Welche Schulfächer sind wichtig für Rehabilitationspädagogik?

Besonders nützlich sind Politik/Sozialkunde, Biologie/Chemie, Mathematik sowie Ethik, Philosophie oder Religionslehre. Diese Fächer erleichtern dir den Einstieg in soziologische Theorien, medizinische Grundlagen und Statistikmodule des Studiums.

Ist der Beruf als Rehabilitationspädagoge/in körperlich anstrengend?

Der Beruf gilt als körperlich eher leicht, verlangt aber funktionstüchtige Arme und Hände, etwa beim Anleiten von Spiel- und Bewegungsangeboten. Die größere Herausforderung liegt meist in der psychischen Belastung durch den Umgang mit erkrankten oder beeinträchtigten Menschen.

Wie sind die Berufsaussichten als Rehabilitationspädagoge/in?

Die Berufsaussichten als Rehabilitationspädagoge/in sind ausgeglichen. Die Beschäftigung wächst bis 2040, was zusätzliche Stellen schafft. Der Fachkräftemangel ist jedoch gering, offene Stellen werden also meist schnell besetzt – es gibt spürbare Konkurrenz unter Bewerber/innen. Zudem fallen weniger Altersabgänge an als in vielen anderen Berufen, sodass sich Teams langsamer verändern.

Welche digitalen Skills braucht man als Rehabilitationspädagoge/in?

Gefragt ist der souveräne Umgang mit Dokumentenmanagementsystemen, um Gutachten und Förderpläne digital zu erstellen. Du solltest elektronische Patientenakten auswerten können und Konzepte für Ambient-Assisted-Living-Systeme, Therapie-Roboter oder intelligente Prothesen verstehen, um Klient/innen beim Einsatz solcher Technik zu unterstützen.

Wie sind die Arbeitsbedingungen als Rehabilitationspädagoge/in?
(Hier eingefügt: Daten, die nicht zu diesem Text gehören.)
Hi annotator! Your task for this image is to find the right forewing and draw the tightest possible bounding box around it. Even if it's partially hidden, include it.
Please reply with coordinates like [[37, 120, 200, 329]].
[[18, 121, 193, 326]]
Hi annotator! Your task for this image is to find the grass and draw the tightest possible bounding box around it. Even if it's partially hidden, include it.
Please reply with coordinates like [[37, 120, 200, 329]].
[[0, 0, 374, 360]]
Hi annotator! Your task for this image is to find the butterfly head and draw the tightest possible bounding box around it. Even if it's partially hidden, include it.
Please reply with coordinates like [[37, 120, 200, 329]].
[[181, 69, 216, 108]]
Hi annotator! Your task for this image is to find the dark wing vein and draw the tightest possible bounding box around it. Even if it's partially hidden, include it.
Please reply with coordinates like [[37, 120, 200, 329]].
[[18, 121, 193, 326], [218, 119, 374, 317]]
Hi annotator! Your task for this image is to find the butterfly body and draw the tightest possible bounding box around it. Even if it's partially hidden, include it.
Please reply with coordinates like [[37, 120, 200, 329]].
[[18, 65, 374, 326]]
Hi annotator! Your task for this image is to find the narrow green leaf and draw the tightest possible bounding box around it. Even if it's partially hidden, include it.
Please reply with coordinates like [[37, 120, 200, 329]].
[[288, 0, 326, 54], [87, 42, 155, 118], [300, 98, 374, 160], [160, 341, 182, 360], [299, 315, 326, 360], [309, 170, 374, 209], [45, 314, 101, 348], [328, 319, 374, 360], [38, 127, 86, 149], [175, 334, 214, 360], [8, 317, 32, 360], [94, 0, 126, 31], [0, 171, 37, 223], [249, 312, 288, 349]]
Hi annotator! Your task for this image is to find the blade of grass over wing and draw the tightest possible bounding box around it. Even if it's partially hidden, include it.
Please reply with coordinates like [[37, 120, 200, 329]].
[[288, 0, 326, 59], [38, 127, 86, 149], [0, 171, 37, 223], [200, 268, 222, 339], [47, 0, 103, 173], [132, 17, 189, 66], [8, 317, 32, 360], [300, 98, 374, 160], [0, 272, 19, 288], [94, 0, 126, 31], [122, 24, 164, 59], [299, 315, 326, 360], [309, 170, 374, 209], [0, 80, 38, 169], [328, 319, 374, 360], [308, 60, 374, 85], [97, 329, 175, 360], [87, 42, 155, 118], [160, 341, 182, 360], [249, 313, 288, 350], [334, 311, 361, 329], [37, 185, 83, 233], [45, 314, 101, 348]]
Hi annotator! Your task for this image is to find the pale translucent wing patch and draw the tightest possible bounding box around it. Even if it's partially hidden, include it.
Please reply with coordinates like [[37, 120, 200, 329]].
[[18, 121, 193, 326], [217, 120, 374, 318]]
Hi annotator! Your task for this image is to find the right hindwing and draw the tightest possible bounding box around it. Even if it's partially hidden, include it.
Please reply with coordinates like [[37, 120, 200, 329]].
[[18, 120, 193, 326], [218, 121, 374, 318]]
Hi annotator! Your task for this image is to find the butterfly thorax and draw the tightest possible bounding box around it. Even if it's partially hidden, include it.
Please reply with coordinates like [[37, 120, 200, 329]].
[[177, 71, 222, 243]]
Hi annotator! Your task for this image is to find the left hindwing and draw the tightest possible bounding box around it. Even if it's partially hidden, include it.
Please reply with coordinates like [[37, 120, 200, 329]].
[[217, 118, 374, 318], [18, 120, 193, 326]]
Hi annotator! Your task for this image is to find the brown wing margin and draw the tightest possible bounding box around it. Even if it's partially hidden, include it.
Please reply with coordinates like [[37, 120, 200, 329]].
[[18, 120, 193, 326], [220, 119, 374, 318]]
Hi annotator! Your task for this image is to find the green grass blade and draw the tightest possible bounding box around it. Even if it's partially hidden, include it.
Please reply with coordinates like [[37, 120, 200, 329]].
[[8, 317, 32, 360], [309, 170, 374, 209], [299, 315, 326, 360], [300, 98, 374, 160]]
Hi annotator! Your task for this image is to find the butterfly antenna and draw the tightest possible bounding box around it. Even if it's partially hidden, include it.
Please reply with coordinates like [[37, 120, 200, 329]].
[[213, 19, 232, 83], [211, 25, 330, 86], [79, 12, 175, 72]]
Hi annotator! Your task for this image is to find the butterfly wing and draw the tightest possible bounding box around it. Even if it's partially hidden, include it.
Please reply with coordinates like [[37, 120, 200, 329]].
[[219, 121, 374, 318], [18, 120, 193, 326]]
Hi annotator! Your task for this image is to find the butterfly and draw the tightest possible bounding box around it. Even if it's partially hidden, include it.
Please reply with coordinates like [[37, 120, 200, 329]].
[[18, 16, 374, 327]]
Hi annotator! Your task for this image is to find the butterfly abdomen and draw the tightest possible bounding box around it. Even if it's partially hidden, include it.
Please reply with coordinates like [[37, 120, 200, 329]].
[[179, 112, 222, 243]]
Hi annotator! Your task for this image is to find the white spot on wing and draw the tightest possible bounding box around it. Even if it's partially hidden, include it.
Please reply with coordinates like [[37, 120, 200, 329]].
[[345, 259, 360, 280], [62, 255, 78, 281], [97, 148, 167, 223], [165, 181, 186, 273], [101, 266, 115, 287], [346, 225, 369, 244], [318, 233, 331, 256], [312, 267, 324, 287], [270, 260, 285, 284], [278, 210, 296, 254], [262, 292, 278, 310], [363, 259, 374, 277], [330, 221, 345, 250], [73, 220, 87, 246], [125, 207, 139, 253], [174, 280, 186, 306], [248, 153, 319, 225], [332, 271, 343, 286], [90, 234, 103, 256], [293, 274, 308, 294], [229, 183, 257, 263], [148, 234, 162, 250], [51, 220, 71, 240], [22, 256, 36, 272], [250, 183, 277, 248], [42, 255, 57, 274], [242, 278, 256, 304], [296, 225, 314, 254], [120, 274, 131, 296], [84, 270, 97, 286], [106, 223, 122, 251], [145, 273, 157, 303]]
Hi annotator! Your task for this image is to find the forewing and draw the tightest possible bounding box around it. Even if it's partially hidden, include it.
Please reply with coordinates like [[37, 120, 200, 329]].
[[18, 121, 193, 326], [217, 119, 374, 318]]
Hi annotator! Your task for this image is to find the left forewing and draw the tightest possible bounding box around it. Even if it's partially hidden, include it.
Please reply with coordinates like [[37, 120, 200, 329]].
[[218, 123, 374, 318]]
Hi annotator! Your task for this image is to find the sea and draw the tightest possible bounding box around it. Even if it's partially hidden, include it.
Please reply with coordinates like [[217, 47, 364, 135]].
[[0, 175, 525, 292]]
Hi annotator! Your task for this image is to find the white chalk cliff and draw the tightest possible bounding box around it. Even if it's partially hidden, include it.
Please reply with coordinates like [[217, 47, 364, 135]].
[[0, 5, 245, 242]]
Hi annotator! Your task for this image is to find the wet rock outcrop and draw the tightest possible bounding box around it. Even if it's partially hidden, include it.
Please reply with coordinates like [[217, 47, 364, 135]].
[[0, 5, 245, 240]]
Der Arbeitsalltag wechselt zwischen persönlicher Betreuung, Team-Besprechungen und Büroarbeit am Bildschirm. Du trägst hohe Verantwortung für Menschen mit Behinderungen und musst emotional belastende Situationen meistern. Gleichzeitig arbeitest du häufig in interdisziplinären Teams und übernimmst organisatorische Aufgaben in Heimen, Werkstätten oder Beratungsstellen.

Welche Weiterbildungsmöglichkeiten gibt es als Rehabilitationspädagoge/in?

Vielfältige Fachkurse bieten Spezialisierungen in sonderpädagogischer Diagnostik, Frühförderung, integrativer Elementarerziehung oder der Arbeit mit körperlich bzw. psychisch behinderten Menschen. Durch Zusatzqualifikationen in Sozialarbeit oder Sozialpädagogik kannst du dein Einsatzfeld weiter ausbauen.

Welche Aufstiegsmöglichkeiten gibt es als Rehabilitationspädagoge/in?

Ein Masterstudium in Rehabilitations- oder Sonderpädagogik, Heilpädagogik oder Medizin-/Pflegepädagogik ebnet den Weg in Leitungsfunktionen oder in die Hochschullehre. Mit einer Promotion kannst du in Forschung und Entwicklung aufsteigen; wer eine Professur anstrebt, benötigt meist zusätzlich eine Habilitation. Auch ein Master in Gesundheitsförderung oder ein Lehramt-Master für Sonderpädagogik erweitert deine Karrierechancen.